Asian hornet – the lost opportunity
At the 2018 International Meeting of Young Beekeepers last week, adults in the group had the honour of meeting the man who first discovered the Asian hornet (Vespa velutina) in France and learning o an early missed opportunity.
Dr Jean Haxaire, associate professor at the University of Agen, discovered an Asian hornet quite by chance in some fruit near Bordeaux in 2004. Immediately realising that this could be significant, he identified the strange insect as Vespa velutina and alarm bells in his head started ringing. He knew of the reputation of hornets in the Far East and therefore realised that this could be a serious threat to France.
Dr Haxaire rapidly published an article in a scientific journal, but was very disappointed that reaction was muted and no-one seemed to want to take action. Sadly, his worst fears were to be realised as the hornet became established and within a couple of years its spread throughout France and beyond became unstoppable. If action had been earlier, there might have been some hope in preventing its spread, but now he says we must regard it as a native of France – even though it is an uninvited guest.
Dr Haxaire is now certain that, as first thought, the intruder came in a consignment of bonsai plants.
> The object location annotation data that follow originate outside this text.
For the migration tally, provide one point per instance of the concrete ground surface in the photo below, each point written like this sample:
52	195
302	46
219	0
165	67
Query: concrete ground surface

Genetics and trading patterns indicate with some certainty that it came into Bordeaux via Shanghai.
The good news might be that at least velutina wasn’t one of its Far Eastern relatives that can be many times its size! The bad news is that it is an amazingly adaptable insect.
With graphs showing how the demographics of a nest changes through the season, Haxaire emphasised the importance of destroying nests early in the autumn before foundress queens emerge. When they do appear, the problems of further spread become enormous. In France, the trigger date for the first emergence of the queens is usually around the end of September.
The extent to which velutina predates on bees is strongly correlated with the environment – in cities, the predation is greatest because there are relatively fewer dietary alternatives to honey bees.
Attending the IMYB event a few days later, Dr Benjamin Poirot a honey bee specialist from Apinov in La Rochelle said that the situation in France this year at the beginning of July is very serious. He says he has never seen so many Asian hornets so early in the year. And he should know – for the past several years he has frequently been called out to destroy nests when they are found.